Hacker News new | ask | show | jobs
by notenoughhorses 1917 days ago
I tried to learn to self code for a few years, but kept hitting wall of what to learn next.

After realizing I really wanted a chance to change careers, I decided to just do a second bachelor’s, basically to have a curriculum.

So far, I’ve learned more math than programming. The actual coding we do is greatly benefited by the self learning I did before, but my understanding of what’s going on in code is much higher. The other place I got stuck seems very natural for other people to move past with ease, but it was how to really solve problems with code. For me, I think the much deeper understanding from a school setting will set me up to better understand how to solve problems with code. (At least, I seem to be pretty good solving problems with accounting, my first degree, so I don’t think I lack inherent problem solving ability. This whole second bachelors is a bet that I am just missing deep enough understanding of the subject area to apply it to problem solving yet.)

3 comments

Having done a bachelor/master in CS and taught a coding bootcamp, I only believe this to be partially true. It depends on what work you want to do as a programmer. For example, if you want to become a web dev at an average organization, then compiler construction knowledge isn't the most optimized way to spend your time. Yes, it'll add to your general programming knowledge, but it's better to spend the time to directly learn JavaScript, how to setup a project structure, devops tools like Docker and so on.

People that claim that such things aren't timeless are missing the fact that once you've seen enough tools that your underlying knowledge becomes deeper (and therefore timeless) as well.

What will happen though is that when you're doing your job is that you'll begin to notice that you miss certain fundamentals. At such point you know what you're missing, and you can immediately do targeted learning without doing a whole bachelor for it.

This whole story does pressupose that you know aprior what kind of developer you want to be, which is not an easy feat since it's a bit a chicken/egg problem (i.e. you need to know programming and have seen different flavors in order to better know what you want to become).

I did the self taught route and it's funny, like, I read a lot of books and kept trying to work on stuff but I'm not sure when exactly it came together for me.
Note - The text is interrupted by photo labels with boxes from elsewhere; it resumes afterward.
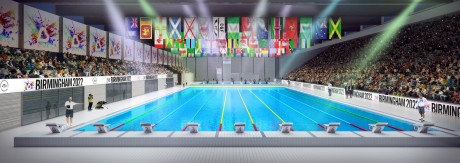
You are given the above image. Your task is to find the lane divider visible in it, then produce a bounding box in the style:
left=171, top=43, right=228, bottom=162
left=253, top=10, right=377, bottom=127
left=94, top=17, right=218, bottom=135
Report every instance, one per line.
left=237, top=89, right=258, bottom=131
left=110, top=89, right=199, bottom=131
left=264, top=91, right=324, bottom=128
left=182, top=91, right=217, bottom=132
left=287, top=91, right=404, bottom=131
left=219, top=89, right=228, bottom=131
left=277, top=92, right=367, bottom=131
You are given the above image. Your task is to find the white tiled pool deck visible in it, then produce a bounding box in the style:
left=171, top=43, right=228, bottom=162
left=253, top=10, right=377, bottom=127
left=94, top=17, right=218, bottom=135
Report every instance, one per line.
left=0, top=87, right=460, bottom=162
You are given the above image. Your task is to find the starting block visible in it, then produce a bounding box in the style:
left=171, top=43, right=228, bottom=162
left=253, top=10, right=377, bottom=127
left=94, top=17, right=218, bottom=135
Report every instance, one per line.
left=46, top=123, right=66, bottom=134
left=234, top=122, right=246, bottom=133
left=369, top=122, right=388, bottom=133
left=93, top=123, right=109, bottom=133
left=280, top=123, right=292, bottom=133
left=324, top=122, right=340, bottom=133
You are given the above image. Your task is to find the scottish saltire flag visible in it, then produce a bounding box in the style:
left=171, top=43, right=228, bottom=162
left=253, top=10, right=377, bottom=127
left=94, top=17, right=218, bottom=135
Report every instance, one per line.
left=270, top=17, right=283, bottom=39
left=255, top=18, right=268, bottom=39
left=227, top=17, right=240, bottom=39
left=139, top=17, right=153, bottom=40
left=125, top=17, right=139, bottom=39
left=300, top=17, right=313, bottom=48
left=168, top=17, right=182, bottom=40
left=153, top=17, right=168, bottom=48
left=314, top=18, right=327, bottom=40
left=213, top=17, right=227, bottom=39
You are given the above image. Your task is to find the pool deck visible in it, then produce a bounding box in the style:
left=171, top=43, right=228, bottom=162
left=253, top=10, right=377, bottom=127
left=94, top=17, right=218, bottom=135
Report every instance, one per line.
left=9, top=84, right=460, bottom=147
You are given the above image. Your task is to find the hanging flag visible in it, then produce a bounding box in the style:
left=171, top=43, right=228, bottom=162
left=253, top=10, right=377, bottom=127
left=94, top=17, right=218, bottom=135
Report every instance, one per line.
left=213, top=17, right=227, bottom=39
left=169, top=17, right=182, bottom=40
left=125, top=17, right=139, bottom=39
left=227, top=17, right=240, bottom=39
left=139, top=17, right=152, bottom=40
left=270, top=17, right=283, bottom=39
left=300, top=17, right=313, bottom=48
left=154, top=17, right=168, bottom=48
left=315, top=18, right=327, bottom=40
left=256, top=18, right=268, bottom=39
left=329, top=18, right=342, bottom=39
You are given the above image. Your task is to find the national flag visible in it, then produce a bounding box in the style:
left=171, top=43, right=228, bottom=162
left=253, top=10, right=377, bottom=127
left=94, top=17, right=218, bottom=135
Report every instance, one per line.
left=139, top=17, right=152, bottom=40
left=213, top=17, right=227, bottom=39
left=300, top=17, right=313, bottom=48
left=125, top=17, right=139, bottom=39
left=329, top=18, right=342, bottom=39
left=270, top=17, right=283, bottom=39
left=227, top=17, right=240, bottom=40
left=154, top=17, right=168, bottom=48
left=256, top=18, right=268, bottom=39
left=169, top=17, right=182, bottom=40
left=315, top=18, right=327, bottom=40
Just seems like I couldn't and then one day I could.
> how to really solve problems with code.

For me, it took me a long time to really understand where to begin. It wasn't that I couldn't solve a specific problem, like on leetcode. I didn't know how to go from scratch to building some kind of tool or application.

The solution for me ended up being just watching a ton of random tutorials to get something started, then taking the tutorial a totally different direction. That gave me some examples of what the entry point to the process was, and from there it was just an additive process until I got the desired behavior.